What is one of your favourite ingredients to use in your dishes and why?
I’ve always used various vinegars to balance dishes. I think they’re underrated but they can make such a difference to a dish. Most people think vinegar is just for chips but they’re so wrong! I also use verjus often. It’s an old-fashioned ingredient that’s making a comeback it’s much gentler than vinegar and has a more subtle result.
What is your favourite dish to cook? Do you have a favourite that you like to eat yourself?
Barbecued mackerel, good bread and butter, simple salad. There’s nothing quite like mackerel straight from the sea and cooked over coals. It’s so good it needs nothing else but a decent chunk of good bread and butter to soak up all the juices and a simple leafy salad to serve alongside.
What regional dish stands out to you and should represent your country?
It has to be a proper Cornish pasty. And not one of those manufactured by a huge industrial bakery. The real ones are made by artisan bakers; well filled with tender slow-cooked meat, potato, onion and swede, encased in shortcrust pastry and just a bit peppery.
What do you think makes dishes in your region unique from others?
The ingredients. We have access to the best fish, meat, cheeses and vegetables in the country in Cornwall and it really does make a difference.
Have you ever cooked for any celebrities or famous faces?
Yes, many, but they wouldn’t thank me for telling tales about them so I’m naming no names. Most are lovely and have a genuine love of, and respect for what we’re doing. At the end of the day, all our customers are treated the same.

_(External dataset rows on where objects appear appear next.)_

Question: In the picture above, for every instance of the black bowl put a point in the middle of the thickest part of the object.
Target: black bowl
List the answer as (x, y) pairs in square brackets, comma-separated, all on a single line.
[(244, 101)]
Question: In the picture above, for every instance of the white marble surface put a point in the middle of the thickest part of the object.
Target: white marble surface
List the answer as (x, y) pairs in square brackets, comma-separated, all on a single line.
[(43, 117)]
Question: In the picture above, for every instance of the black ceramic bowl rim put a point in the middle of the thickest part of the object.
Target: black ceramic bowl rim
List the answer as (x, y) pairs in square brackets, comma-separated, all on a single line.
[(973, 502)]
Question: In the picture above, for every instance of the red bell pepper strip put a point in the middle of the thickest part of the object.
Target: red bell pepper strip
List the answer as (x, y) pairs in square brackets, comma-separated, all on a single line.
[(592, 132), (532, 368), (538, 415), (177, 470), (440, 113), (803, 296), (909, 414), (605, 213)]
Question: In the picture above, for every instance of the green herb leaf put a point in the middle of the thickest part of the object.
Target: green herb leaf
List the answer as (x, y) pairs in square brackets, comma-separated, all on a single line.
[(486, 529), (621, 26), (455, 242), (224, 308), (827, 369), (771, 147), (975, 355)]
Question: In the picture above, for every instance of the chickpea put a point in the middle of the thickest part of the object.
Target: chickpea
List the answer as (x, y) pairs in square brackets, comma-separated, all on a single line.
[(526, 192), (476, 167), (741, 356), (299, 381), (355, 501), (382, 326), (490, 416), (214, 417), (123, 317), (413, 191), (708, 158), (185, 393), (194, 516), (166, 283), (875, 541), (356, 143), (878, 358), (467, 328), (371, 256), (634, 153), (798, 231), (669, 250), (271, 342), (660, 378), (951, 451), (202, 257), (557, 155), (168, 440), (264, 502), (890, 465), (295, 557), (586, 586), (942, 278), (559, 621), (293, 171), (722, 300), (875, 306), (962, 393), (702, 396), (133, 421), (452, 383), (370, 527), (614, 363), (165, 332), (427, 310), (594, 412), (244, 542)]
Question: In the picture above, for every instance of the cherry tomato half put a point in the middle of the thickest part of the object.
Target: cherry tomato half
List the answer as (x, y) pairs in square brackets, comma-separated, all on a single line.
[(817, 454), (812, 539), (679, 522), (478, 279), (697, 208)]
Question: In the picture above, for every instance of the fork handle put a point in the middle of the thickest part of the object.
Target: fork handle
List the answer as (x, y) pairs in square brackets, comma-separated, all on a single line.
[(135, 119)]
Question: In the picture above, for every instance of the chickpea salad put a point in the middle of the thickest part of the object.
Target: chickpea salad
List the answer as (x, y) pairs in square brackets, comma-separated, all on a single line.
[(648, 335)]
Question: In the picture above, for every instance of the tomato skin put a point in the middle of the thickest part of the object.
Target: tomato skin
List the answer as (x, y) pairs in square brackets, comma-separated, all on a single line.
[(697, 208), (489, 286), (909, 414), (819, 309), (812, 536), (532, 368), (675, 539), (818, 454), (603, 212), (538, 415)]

It makes no difference who they are or what they do, they are our customers and we want them to enjoy their time with us and remember the experience fondly for a long time to come.
Do you have any funny or embarrassing kitchen stories to tell?
I have to admit that my dish of Oyster Cured Mackerel was a complete accident. I came in one morning to find that some bright spark had put some oysters in the fridge in such a way that the juices had spilled out overnight onto some mackerel fillets below. It should have been a disaster but, the salt in the oyster juice had reacted with the mackerel and cured it, thus creating a dish that revisits our menu time and again and is really well received!
Is there a celebrity chef who inspires you or has inspired you from the beginning of your career? Why does this person inspire you so much?
Two. Rick Stein who has a genuine love for food and an amazing knowledge about it. Working with him as a young chef I leant so much and realise now that his insistence that I just prep fish for a whole year gave me an excellent grounding. Also, the late Keith Floyd who loved food, did things his own way no matter what and had fun doing it!
Do you have any final advice for someone just starting to cook?
Watch, listen and ask questions. Also, get out and meet the producers. You can’t do ingredients justice if you don’t know where they’re from and how they get to you.